Micro Tension

Veronica Rossi 4 Thursday, July 19, 2012

So far this week, we've been talking about tension on a macro-level: The Macguffin. Emotional and sexual tension. External tension, such as the ticking clock. 

I'd like to bring the discussion of tension down to the line by line level--defined by agent Donald Maass as micro-tension. Maass has a well-known exercise that he suggests to his students to learn about micro-tension. Here it is:

Print out your manuscript. (Yes, all of it.)
Stand in the middle of a room and throw it in the air. Woo hoo! (Duck and cover if you have to)
Then scoop the pages up and return them to a stack, keeping them in random order
Now, go through one page at a time, skimming to see if you feel tension

Do you? What do you see, now that you're reading your pages out of order? Are you succeeding, page by page in creating tension?

While the macro-level tension is an important part of the propulsion of a book, our reading experience actually happens line by line. A page-turner is a book that succeeds on both counts, macro and micro.

If you do the above exercise, here are some of the things you may notice that add tension:
  • Disagreements (most dialogue, if done right, adds pace.)
  • Unanswered questions/contradictions (Character thinks, I love him, and says, "I hate you.")
  • Anticipation
  • One a technical level, short, pacey sentences can feel tense
  • Setting/Descriptions that are surprising, concise and emotional or that foreshadow can add tension

Here are the things you'll notice deplete tension:
  • Big, solid blocks of description
  • No dialogue
  • Telling statements/summary
  • Characters who are alone and/or lost in their thoughts
  • Characters hanging out with friends, having a good old time yukking it up

These are generalities.
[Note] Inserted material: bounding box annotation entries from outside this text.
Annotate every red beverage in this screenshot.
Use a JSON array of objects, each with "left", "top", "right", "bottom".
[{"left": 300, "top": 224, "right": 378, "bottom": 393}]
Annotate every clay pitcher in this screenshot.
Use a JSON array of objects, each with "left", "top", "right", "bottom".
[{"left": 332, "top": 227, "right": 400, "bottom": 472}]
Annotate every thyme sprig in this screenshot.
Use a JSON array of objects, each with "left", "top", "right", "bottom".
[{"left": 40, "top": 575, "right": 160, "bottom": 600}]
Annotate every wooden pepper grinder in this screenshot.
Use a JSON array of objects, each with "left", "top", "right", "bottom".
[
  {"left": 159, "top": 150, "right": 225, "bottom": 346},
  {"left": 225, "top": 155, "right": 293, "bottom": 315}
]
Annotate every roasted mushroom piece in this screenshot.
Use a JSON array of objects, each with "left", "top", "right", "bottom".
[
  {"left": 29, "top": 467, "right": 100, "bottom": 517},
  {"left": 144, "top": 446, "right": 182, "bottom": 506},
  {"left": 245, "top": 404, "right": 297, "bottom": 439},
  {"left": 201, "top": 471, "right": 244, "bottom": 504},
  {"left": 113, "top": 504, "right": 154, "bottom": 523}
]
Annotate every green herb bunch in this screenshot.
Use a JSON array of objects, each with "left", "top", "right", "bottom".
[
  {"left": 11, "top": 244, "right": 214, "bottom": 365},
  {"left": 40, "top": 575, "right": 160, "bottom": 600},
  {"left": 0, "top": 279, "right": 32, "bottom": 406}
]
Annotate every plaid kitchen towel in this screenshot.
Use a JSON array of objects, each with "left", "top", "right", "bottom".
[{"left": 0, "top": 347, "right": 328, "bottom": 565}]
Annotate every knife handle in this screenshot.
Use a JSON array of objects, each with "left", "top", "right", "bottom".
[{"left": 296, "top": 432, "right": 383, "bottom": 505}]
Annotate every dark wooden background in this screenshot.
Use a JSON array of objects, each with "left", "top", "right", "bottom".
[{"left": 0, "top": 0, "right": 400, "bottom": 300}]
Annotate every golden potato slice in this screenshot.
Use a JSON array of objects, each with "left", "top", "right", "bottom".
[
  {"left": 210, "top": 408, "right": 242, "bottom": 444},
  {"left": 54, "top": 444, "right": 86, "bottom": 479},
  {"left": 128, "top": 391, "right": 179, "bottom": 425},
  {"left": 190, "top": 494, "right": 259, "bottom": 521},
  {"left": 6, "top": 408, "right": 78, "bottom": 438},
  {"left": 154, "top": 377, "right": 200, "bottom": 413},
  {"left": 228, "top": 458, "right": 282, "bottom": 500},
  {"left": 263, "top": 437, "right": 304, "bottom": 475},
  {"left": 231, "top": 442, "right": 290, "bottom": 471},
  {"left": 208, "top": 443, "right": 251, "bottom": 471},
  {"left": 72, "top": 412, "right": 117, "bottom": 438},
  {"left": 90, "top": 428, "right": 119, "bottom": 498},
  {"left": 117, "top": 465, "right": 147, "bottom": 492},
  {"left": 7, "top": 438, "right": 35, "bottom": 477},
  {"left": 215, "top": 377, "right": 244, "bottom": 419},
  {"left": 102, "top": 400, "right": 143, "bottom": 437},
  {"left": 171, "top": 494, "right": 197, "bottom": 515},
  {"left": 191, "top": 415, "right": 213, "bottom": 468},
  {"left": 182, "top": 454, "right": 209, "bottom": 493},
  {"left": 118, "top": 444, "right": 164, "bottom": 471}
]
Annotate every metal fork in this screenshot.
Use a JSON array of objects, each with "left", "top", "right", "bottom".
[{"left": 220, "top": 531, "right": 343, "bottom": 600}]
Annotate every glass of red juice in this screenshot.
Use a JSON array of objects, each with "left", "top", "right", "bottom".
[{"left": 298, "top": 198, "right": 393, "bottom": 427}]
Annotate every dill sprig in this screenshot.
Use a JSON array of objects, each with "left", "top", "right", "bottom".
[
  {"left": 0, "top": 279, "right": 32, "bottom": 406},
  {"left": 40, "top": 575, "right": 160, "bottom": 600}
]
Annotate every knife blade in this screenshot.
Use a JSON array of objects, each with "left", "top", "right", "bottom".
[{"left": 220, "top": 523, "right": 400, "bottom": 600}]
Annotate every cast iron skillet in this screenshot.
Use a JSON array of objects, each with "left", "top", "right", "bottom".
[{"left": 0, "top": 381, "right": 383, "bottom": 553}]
Of course you can have a scene with no dialogue that still feels tense (although it would be harder to do.) There are plenty of exceptions to the above, but I think you'll see that the central difference is that tension arises from a state of imperfection. The reader reads because they want to answer the question of whether order will be restored or not.

Now to gather those manuscript pages up....


True confessions: have you really printed out your whole document and scattered it to the four corners of the room?

It makes sense, though. I often get so distracted reading my book that I forget to fix it. Scrambling it would solve that problem.

Haha Beth :) I've done large sections. Like 100 pages at a time. I suppose I should have mentioned that you can do that above but it's not as exciting. The scramble really does help, though.

Hmm, interesting approach! Thanks for sharing: completely agree with what you say about what builds and what depletes tension.

I've a Donald Maass presentation and heard him suggest this. I can see the benefits, but I can't make myself do it. I suppose you could look at random page numbers and do the same test.